A fotografia, em específico, ganharia importância central no pensamento de Coli e por um motivo muito simples: para ele, “a História da Arte Moderna se afirmou com a fotografia, o suporte que permite comparação e estudos”. Não fosse ela, os historiadores ainda estariam presos às interpretações visuais de terceiros ou, pior, à necessidade de desenvolver pesquisas apenas nos lugares e referências que podiam visitar.

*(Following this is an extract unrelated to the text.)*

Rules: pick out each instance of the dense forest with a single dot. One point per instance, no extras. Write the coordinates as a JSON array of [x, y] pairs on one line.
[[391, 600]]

Dentro do mercado de compra e venda de objetos artísticos, a lógica de aquisição, sem dúvida, leva em consideração a originalidade do exemplar. Para o historiador da arte, no entanto, uma fotografia também não é o original, mas freqüentemente é através dela que ele pode chegar mais perto de uma obra. Para ele, a cópia quase sempre toma o lugar do original em estudos, adquirindo, portanto, quase o status de original. Por isso, Coli defenderia que os historiadores devem saber a relevância que os meios de reprodução têm em seu trabalho, pois quando se fala em história da arte, nenhuma imagem é secundária. Ele afirmaria que uma imagem carrega em si todas as possibilidades de descrição que nenhum conjunto de palavras poderia desenvolver. Ver uma imagem reproduzida a partir de um original é, para o historiador da arte, ter a possibilidade de chegar mais perto daquilo que a obra de arte representa. Muito melhor do que qualquer palavra, a imagem copiada guarda traços consideravelmente similares e consegue estabelecer com o original uma relação muito mais próxima.

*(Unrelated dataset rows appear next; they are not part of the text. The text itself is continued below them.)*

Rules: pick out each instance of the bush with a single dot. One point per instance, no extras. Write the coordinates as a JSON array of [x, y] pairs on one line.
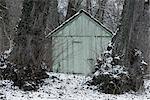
[[112, 78]]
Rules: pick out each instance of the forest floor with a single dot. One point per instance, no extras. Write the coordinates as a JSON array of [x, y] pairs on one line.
[[67, 87]]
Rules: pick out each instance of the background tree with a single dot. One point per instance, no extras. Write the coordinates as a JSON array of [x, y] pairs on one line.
[[132, 38], [28, 50], [51, 23]]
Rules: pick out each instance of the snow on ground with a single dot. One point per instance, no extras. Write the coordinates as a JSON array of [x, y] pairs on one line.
[[66, 87]]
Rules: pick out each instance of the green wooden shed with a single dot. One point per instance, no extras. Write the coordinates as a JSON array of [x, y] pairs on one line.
[[77, 42]]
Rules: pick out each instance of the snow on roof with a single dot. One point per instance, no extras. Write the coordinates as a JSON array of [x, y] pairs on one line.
[[76, 15]]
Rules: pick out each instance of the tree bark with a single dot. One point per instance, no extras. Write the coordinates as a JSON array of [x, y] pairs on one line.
[[29, 41], [101, 10], [133, 35]]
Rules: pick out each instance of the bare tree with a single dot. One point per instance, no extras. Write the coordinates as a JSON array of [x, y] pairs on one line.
[[101, 10], [52, 23], [28, 50], [132, 38]]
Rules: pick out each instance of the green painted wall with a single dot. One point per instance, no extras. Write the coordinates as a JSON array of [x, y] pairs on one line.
[[77, 45]]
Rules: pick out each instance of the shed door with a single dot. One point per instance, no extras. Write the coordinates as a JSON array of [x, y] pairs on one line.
[[78, 55], [83, 56]]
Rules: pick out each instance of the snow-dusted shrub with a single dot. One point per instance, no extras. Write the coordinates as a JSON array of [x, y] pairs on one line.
[[110, 76]]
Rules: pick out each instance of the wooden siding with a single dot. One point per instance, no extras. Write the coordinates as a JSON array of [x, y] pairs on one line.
[[77, 45]]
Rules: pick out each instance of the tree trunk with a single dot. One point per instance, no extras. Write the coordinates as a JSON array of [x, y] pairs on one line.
[[52, 23], [132, 36], [4, 42], [29, 41], [101, 10]]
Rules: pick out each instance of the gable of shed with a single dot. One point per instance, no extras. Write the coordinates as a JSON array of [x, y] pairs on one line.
[[81, 24]]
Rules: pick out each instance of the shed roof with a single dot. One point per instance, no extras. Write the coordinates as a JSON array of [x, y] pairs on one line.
[[74, 17]]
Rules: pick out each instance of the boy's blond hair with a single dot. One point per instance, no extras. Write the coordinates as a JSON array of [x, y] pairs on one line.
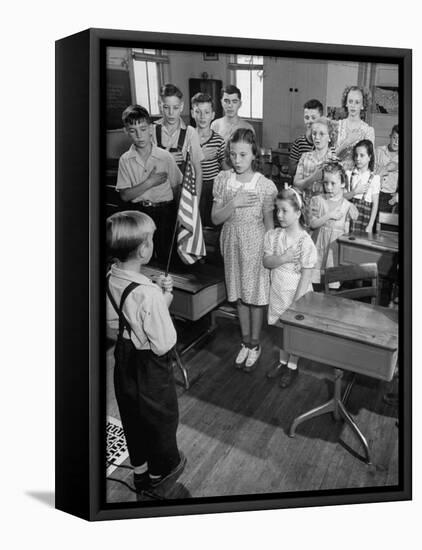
[[126, 231]]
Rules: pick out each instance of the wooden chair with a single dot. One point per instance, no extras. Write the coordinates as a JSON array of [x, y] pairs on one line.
[[388, 221], [352, 273]]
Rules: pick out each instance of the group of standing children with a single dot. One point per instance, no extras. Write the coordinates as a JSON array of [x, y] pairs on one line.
[[334, 185], [149, 176]]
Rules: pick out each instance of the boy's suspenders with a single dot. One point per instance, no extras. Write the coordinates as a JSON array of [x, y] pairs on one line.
[[177, 149], [123, 322]]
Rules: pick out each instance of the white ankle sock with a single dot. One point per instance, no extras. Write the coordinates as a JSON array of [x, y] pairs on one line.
[[141, 469]]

Com efeito, o poder relacional adquirido pela cópia sobre seu original, para Coli, também existiria entre uma obra de arte precedente a outra obra de arte. O exemplo que trouxe sobre o inacabado Atlas Mnemosine de Aby Warburg esclareceu a questão levantada.

Aby Warburg, através do Mnemosine, sonhava em escrever um tipo de história da arte sem palavras, utilizando apenas imagens. Coli diria que o atlas seria mantido por um princípio comparativo, criando relações de proximidade, disposição e ordem. Poderíamos ver como um objeto apareceria, sumiria e reaparecer novamente em outra obra, tudo isso graças aos contatos visuais propiciados pela comparação das imagens postas em seqüência. Tirar-se-ia das palavras qualquer poder dissertativo sobre a obra. No seu lugar, as reproduções das obras deveriam ser toda a apresentação necessária. Se por trás de um quadro existe sempre outro, e mais outro, nada melhor para perceber a maneira que estas relações são mantidas se não educando o olho a ver, quadro após quadro, elementos que se repetem, metamorfoseiam e somem em um dado momento.

Para a Coli, a beleza desse tipo de comparação estaria em um lugar além da presença física de uma mesma figura existente em diversos quadros ou na vida real. Ela estaria em um lugar que ficaria entre estas aparições, chamado por ele de terceira margem do rio. O renascimento de uma imagem em outra passa por algum lugar que não está, originalmente, em nenhuma delas, mas no indivíduo que as cria. Quando rapidamente citou o pintor Ingres, Coli ressaltou o fato da mesma figura reaparecer diversas vezes em seus quadros. Cada imagem pintada por Ingres que se repetia em outras de suas obras era concomitantemente a mesma e uma nova. A exploração de uma repetição enfática da figura sobrepujaria o valor imaginário daquela imagem para o pintor.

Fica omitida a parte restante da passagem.